The study, published in Nature Communications, reveals a 620 percent increased risk of myocarditis and a 175 percent higher risk of pericarditis after the shots, Tracy Beanz and Michelle Edwards reported for The Highwire on Aug. 8.
To conduct the study, researchers analyzed data from 9,258,803 random individuals (approximately 20 percent of South Korea’s total population) who had been given at least one dose of a mRNA Covid shot. Researchers called the group the primary cohort. Then, they randomly split this number into two subgroups — a vaccination cohort of 4,445,000 participants and a historical control cohort of 4,444,932 participants.
The study notes that because Covid injections were conducted nationwide in South Korea, as of October 2022, the overall vaccination coverage rate among adults meeting the requirements for the primary series of each Covid vaccine introduced in South Korea was 96.6 percent.
"With this high number, the study authors remarked that using unvaccinated individuals as controls for comparison could have led to unacceptable cohort selection and potential selection bias. Thus, they used historical controls as comparators," Beanz and Edwards noted.
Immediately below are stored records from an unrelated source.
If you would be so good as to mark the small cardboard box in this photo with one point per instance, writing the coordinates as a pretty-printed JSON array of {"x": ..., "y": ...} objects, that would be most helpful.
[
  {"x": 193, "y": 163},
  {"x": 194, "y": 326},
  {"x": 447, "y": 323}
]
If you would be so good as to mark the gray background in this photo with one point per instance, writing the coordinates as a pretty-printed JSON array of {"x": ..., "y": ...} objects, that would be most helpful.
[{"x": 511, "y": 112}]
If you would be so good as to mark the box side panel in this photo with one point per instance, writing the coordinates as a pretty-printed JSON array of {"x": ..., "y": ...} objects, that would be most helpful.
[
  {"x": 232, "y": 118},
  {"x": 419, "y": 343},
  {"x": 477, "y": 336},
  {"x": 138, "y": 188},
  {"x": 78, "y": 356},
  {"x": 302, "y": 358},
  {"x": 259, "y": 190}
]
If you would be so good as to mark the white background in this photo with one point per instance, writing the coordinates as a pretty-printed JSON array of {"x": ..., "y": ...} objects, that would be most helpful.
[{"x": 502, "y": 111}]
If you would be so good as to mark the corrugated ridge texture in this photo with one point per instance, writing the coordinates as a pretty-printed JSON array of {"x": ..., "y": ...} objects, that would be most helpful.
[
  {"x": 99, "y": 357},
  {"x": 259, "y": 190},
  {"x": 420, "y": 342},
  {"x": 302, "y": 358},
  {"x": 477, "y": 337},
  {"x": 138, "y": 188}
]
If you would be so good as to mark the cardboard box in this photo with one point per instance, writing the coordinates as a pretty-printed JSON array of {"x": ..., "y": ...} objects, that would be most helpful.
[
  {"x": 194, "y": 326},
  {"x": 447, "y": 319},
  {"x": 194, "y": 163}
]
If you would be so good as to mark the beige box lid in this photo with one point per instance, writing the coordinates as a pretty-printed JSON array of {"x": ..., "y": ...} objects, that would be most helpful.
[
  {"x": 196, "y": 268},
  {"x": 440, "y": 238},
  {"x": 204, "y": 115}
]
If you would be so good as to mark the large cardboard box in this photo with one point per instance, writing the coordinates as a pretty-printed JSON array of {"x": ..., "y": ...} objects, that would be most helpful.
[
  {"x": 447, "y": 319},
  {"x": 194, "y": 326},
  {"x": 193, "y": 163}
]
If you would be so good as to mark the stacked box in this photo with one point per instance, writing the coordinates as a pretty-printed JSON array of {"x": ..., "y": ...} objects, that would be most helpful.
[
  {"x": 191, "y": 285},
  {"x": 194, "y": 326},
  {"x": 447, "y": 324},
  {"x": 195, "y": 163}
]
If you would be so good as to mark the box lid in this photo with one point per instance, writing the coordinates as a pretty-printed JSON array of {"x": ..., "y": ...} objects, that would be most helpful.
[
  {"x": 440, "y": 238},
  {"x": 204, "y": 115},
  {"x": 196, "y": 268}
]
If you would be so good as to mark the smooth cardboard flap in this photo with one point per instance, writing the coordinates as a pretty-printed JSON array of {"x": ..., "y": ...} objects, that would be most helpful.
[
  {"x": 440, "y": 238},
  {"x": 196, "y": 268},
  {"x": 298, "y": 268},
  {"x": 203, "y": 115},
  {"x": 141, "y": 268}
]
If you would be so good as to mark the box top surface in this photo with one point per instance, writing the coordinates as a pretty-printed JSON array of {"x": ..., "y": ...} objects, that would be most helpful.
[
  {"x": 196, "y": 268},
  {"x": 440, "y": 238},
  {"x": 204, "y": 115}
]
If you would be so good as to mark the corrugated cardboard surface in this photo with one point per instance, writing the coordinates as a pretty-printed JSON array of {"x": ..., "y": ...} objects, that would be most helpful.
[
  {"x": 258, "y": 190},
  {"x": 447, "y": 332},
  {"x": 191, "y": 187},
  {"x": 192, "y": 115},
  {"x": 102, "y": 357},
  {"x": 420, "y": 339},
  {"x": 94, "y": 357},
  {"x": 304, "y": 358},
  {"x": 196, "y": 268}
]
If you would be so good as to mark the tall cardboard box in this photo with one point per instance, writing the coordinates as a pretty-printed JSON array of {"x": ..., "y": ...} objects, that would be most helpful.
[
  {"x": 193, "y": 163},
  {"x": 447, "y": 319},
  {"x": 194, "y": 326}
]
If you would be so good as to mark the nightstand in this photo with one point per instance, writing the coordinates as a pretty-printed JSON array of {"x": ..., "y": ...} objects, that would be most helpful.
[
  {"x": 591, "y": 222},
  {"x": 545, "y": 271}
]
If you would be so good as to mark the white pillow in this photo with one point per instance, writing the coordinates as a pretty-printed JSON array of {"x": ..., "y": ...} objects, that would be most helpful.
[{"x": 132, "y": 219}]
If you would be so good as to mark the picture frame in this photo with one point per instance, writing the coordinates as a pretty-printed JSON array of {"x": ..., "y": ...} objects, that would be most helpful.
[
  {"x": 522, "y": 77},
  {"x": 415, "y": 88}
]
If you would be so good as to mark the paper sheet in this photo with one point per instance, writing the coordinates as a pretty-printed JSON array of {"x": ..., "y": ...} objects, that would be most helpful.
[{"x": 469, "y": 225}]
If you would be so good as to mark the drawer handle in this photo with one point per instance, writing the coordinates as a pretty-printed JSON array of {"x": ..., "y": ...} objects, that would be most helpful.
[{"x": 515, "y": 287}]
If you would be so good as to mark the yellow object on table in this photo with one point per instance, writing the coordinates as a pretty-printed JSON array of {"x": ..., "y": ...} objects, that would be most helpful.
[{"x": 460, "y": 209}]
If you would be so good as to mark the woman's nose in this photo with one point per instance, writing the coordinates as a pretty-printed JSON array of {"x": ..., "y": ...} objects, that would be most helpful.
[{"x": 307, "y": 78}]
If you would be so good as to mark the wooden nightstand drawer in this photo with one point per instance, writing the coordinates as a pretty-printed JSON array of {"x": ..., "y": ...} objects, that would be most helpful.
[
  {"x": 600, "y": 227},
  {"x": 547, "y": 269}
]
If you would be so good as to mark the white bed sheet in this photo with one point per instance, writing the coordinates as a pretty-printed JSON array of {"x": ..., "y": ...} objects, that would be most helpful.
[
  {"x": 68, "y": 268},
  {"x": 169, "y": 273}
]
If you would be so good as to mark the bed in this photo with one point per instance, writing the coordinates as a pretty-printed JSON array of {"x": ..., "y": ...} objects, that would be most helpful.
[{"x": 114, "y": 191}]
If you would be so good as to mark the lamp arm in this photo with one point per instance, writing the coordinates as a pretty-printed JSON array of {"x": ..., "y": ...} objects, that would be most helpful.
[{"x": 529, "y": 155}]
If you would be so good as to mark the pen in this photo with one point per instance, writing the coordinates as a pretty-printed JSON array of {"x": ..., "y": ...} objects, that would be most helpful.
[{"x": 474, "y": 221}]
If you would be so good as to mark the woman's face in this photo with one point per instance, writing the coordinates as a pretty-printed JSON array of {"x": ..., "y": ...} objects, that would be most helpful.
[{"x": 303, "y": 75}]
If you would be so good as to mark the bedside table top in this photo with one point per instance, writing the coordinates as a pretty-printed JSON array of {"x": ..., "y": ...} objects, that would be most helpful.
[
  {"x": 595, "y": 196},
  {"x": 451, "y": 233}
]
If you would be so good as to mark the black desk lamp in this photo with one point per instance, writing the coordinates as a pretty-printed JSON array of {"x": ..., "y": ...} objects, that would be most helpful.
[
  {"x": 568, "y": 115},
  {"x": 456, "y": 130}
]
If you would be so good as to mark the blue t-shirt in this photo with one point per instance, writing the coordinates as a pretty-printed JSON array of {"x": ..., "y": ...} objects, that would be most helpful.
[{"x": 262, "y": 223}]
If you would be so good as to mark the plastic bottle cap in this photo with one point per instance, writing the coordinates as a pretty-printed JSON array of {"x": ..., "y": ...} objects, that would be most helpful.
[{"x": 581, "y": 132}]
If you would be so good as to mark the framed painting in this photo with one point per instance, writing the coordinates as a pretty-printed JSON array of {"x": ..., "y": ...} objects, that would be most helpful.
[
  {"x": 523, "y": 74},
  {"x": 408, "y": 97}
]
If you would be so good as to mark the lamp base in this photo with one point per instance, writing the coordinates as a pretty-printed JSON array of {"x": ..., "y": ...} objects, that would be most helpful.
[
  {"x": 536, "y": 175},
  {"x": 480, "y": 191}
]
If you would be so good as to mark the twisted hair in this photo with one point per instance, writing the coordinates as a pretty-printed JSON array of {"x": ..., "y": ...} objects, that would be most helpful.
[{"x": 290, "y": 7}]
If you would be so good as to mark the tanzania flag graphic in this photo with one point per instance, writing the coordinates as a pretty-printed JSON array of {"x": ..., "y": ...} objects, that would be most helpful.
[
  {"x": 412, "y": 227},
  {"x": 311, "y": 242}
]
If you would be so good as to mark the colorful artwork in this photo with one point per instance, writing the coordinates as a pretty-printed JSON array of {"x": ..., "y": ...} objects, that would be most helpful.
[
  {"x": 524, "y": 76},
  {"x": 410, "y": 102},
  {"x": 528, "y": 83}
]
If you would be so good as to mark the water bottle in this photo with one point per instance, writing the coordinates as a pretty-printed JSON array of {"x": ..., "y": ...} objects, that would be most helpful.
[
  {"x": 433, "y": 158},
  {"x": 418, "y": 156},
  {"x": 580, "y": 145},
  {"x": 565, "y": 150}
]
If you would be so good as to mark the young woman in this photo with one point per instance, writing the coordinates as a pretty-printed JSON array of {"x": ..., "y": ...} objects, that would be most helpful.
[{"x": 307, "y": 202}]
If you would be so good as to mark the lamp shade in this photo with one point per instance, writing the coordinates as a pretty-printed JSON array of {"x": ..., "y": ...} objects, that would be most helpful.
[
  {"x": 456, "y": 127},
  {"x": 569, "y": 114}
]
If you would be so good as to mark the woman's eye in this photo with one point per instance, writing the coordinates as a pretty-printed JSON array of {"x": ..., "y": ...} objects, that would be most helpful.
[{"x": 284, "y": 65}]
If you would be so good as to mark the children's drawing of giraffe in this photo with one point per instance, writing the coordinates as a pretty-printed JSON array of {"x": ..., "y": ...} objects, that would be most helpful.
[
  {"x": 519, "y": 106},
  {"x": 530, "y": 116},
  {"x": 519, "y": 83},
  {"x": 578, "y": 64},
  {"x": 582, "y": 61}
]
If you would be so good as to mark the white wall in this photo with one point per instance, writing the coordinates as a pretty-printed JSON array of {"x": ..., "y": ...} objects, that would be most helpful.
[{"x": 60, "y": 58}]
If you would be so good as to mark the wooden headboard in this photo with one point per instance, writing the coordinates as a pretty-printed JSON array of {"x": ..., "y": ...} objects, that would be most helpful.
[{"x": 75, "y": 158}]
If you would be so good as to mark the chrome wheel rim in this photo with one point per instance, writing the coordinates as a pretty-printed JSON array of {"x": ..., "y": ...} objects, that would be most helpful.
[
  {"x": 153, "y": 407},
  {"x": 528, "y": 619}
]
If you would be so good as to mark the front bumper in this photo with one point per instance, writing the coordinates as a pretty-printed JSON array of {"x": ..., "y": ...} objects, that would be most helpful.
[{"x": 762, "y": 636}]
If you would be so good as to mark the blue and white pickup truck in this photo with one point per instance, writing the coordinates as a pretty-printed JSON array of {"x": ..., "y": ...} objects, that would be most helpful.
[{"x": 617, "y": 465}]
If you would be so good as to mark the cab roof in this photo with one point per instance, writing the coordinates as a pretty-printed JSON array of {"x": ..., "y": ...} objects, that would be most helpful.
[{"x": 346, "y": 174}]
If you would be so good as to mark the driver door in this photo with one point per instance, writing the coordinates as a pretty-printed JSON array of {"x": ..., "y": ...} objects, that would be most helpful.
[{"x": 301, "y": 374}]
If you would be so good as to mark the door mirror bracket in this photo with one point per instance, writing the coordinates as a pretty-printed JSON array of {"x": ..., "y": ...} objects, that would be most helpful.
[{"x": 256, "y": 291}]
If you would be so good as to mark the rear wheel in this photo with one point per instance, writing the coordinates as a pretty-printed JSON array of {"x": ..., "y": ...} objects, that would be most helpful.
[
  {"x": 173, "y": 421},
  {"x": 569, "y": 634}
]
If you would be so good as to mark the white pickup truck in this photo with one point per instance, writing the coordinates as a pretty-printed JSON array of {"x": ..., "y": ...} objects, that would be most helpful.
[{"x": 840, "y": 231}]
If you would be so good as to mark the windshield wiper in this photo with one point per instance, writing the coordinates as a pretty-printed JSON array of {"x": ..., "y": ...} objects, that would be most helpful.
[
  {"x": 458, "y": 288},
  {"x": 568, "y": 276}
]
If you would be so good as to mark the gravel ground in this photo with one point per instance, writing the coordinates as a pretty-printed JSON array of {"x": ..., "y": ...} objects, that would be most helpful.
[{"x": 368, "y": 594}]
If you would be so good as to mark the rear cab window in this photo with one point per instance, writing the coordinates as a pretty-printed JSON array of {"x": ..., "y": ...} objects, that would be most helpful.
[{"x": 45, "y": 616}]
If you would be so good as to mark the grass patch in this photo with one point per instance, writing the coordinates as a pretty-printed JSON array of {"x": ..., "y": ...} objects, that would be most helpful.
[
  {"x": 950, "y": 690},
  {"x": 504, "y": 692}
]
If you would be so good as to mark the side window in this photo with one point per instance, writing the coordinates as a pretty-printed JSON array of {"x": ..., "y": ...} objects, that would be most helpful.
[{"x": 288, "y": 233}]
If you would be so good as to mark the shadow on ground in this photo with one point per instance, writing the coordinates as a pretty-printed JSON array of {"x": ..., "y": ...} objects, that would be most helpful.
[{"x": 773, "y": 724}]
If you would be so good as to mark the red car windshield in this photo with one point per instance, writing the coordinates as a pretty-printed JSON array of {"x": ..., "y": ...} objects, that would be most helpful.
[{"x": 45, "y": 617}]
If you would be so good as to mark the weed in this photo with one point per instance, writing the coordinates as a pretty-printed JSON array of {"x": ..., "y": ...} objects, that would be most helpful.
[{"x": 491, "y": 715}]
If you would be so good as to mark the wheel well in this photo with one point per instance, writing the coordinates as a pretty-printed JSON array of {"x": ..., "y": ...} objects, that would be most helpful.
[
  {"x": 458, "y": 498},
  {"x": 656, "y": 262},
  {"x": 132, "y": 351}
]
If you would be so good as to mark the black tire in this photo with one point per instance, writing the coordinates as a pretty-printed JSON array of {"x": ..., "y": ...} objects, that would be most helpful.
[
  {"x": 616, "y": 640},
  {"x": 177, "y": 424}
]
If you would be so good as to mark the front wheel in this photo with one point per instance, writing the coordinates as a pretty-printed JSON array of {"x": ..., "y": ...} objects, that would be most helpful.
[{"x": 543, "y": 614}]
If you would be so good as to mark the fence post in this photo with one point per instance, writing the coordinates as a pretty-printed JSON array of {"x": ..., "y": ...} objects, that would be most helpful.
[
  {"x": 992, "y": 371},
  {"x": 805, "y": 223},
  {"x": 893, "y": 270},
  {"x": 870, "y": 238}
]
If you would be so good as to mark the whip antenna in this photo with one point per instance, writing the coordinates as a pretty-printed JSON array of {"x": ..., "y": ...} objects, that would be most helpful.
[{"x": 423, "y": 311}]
The researchers explained that they studied the health history of the historical control cohorts from two years before the individuals’ first dose of mRNA Covid vaccine (up to Dec. 31, 2020, just before the vaccine rollout) through Dec. 31, 2022. The two cohort groups were followed up from the respective study index date to disease diagnosis, emigration, death, or the end of the study period.
The results of the study include a crucial finding of a high risk of myocarditis in women.
The study showed that females were nearly twice as likely to develop myocarditis as males.
Senior researcher at Children's Health Defense Karl Jablonowski, Ph.D., noted that, considering the severe risk increase of myocarditis following the mRNA jabs found in the study, it was “stunning” that neither the paper’s title nor abstract mentioned it. Unfortunately, he explained that the significant omission was likely due to “the changing scope of censorship in science.”
The study also reveals an extensive list of autoimmune diseases associated with mRNA Covid shots, including a 16 percent increased chance of systemic lupus erythematosus (SLE—the most common lupus type) and a 58 percent higher risk of bullous pemphigoid (BP — large, fluid-filled blisters). The risk of women developing BP following vaccination was significantly higher than men — 167 percent for women compared to 2 percent for men.
The study also disclosed that booster shots were associated with increased risks of several autoimmune connective tissue diseases (AI-CTDs). While not as high as the risks for myocarditis and pericarditis, the study revealed a 12 percent increased risk for alopecia areata (patchy hair loss), a 16 percent increase for psoriasis (scaly, inflamed skin), and a 14 percent increase for rheumatoid arthritis.